Some extensive discussions of Liouville's theorem and Cauchy's integral theorem on structural holomorphic

TL;DR

This paper investigates the conditions under which Liouville's and Cauchy's integral theorems hold in the framework of structural holomorphic functions, revealing that only constant structural functions preserve these classical results.

Contribution

It demonstrates that Liouville's theorem requires a constant structural function and generalizes Cauchy's integral theorem within the structural holomorphic framework, identifying limitations of classical theories.

Findings

Liouville's theorem holds only for constant structural functions

Cauchy's integral theorem is generalized using structural holomorphic functions

Classical theories like maximum modulus principle are special cases at constant structural functions

Abstract

Classic complex analysis is built on structural function $K=1$ only associated with Cauchy-Riemann equations, subsequently various generalizations of Cauchy-Riemann equations start to break this situation.
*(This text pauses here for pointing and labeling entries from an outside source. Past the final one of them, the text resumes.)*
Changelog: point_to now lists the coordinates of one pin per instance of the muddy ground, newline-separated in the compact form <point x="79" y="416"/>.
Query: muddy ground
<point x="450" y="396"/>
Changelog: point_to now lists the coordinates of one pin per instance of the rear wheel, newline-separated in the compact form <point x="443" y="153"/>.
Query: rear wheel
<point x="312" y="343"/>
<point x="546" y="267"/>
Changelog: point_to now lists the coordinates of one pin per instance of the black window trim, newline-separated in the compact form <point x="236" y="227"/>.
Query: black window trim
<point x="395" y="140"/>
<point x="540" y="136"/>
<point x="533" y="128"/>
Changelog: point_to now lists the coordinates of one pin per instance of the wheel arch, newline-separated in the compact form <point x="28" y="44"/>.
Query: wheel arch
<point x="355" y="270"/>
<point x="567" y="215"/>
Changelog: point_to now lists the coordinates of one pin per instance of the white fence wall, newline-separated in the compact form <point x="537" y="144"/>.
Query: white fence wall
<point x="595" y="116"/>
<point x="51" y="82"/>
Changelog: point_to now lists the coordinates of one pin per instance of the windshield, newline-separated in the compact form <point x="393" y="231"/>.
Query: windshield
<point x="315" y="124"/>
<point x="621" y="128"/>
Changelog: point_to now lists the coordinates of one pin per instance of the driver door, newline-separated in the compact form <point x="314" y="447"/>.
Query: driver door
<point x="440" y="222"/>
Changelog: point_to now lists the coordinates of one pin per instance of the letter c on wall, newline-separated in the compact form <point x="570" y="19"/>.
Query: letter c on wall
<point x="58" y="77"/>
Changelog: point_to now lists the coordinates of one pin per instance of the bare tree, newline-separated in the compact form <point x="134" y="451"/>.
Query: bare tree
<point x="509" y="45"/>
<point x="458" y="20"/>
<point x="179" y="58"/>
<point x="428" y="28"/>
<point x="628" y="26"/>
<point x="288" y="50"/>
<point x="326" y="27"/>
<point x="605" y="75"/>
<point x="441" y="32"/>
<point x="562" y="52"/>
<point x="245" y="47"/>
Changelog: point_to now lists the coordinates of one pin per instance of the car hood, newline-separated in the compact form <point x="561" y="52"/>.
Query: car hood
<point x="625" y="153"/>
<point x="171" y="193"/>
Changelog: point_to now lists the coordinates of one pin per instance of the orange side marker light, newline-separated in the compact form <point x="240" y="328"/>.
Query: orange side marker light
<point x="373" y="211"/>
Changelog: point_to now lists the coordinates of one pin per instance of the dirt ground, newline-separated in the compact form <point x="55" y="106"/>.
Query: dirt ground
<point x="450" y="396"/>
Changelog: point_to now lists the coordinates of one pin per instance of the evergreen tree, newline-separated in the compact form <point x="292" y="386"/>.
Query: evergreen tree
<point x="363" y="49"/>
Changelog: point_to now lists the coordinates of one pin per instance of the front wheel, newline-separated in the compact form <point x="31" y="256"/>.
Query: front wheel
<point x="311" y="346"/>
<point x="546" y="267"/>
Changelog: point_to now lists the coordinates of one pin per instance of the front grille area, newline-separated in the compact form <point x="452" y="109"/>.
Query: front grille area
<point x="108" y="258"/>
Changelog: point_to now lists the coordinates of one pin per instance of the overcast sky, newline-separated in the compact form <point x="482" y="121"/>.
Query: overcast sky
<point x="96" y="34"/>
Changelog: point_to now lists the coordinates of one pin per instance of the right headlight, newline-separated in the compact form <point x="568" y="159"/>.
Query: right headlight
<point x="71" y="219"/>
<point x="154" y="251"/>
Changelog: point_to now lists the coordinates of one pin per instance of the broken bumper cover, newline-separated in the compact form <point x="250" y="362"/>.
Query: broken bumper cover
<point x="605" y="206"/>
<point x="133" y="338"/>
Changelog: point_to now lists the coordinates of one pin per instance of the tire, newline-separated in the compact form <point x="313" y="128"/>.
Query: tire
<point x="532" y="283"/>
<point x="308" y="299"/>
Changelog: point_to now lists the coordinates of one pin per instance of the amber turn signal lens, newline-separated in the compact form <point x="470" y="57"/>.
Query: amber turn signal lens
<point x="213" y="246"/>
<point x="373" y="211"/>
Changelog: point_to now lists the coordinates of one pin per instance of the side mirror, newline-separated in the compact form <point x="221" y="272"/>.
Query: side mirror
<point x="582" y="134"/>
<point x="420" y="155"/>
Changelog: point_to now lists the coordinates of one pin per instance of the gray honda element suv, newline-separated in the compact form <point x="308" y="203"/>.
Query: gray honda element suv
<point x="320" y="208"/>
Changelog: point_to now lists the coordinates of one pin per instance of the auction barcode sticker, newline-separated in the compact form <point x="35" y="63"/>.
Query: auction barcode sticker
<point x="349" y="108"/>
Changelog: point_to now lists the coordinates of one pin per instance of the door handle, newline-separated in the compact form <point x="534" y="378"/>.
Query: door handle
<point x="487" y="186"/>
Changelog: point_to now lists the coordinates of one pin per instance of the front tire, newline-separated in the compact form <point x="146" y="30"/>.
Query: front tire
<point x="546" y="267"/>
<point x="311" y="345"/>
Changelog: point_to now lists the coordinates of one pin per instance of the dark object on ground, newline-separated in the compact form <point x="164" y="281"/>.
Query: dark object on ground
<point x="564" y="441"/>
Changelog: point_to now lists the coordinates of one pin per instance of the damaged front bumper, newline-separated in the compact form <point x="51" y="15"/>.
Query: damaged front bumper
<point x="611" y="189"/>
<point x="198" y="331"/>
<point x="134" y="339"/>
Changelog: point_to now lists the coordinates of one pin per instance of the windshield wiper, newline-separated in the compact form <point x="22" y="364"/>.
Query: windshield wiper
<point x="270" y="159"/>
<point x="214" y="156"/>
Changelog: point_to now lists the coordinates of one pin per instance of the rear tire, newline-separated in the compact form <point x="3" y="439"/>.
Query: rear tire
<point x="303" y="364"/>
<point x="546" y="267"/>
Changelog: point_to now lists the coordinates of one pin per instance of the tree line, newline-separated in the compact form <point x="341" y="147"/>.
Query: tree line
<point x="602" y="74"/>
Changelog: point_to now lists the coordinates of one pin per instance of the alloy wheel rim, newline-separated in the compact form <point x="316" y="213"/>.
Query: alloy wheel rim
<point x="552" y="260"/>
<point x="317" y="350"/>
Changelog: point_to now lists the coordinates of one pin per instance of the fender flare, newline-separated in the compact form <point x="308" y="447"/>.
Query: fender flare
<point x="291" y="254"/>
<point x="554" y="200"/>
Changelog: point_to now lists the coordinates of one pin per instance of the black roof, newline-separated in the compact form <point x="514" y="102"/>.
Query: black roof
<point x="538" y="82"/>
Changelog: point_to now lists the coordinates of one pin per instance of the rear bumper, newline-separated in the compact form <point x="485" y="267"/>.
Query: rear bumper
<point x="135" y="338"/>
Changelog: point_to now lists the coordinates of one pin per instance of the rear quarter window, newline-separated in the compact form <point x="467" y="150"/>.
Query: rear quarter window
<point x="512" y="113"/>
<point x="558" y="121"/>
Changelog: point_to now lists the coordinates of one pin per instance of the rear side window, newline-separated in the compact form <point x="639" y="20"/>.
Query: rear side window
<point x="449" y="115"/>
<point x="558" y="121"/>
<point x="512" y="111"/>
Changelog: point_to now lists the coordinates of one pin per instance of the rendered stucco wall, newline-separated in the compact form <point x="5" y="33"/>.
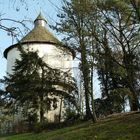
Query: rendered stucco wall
<point x="52" y="55"/>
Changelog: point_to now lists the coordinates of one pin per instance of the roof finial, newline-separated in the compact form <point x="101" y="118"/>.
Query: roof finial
<point x="40" y="20"/>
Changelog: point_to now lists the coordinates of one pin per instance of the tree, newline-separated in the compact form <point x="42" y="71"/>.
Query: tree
<point x="72" y="23"/>
<point x="32" y="85"/>
<point x="115" y="23"/>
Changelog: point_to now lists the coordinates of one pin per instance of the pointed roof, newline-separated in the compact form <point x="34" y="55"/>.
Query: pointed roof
<point x="39" y="34"/>
<point x="40" y="17"/>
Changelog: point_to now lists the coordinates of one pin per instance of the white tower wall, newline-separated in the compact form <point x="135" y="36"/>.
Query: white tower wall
<point x="51" y="54"/>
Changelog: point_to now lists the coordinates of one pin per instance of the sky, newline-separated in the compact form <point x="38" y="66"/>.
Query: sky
<point x="13" y="9"/>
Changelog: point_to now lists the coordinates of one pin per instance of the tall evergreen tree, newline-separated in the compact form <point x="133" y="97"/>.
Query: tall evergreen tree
<point x="33" y="84"/>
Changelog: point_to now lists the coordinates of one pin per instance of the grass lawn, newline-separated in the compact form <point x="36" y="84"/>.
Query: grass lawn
<point x="117" y="127"/>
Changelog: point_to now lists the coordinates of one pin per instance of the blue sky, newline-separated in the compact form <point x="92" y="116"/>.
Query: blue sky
<point x="13" y="9"/>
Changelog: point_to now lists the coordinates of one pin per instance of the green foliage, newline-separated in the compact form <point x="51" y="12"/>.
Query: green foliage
<point x="120" y="127"/>
<point x="33" y="84"/>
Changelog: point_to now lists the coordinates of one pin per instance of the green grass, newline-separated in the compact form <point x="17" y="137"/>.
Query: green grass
<point x="119" y="127"/>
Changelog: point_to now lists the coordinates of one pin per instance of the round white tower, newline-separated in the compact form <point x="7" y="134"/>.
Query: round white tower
<point x="49" y="48"/>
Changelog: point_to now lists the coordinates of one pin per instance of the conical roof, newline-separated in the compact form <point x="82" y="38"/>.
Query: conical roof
<point x="40" y="33"/>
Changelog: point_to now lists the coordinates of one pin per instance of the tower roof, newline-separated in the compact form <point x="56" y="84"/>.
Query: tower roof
<point x="39" y="34"/>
The goal of this article is to show that only structural function $K=Const$ such that Liouville's theorem is held, otherwise, it's not valid any more on complex domain based on structural holomorphic, the correction should be $w=\Phi {{e}^{-K}}$, where $\Phi =Const$. Those theories in complex analysis which keep constant are unable to be held as constant in the framework of structural holomorphic. Synchronously, it deals with the generalization of Cauchy's integral theorem by using the new perspective of structural holomorphic, it is also shown that some of theories in the complex analysis are special cases at $K=Const$, which are narrow to be applied such as maximum modulus principle.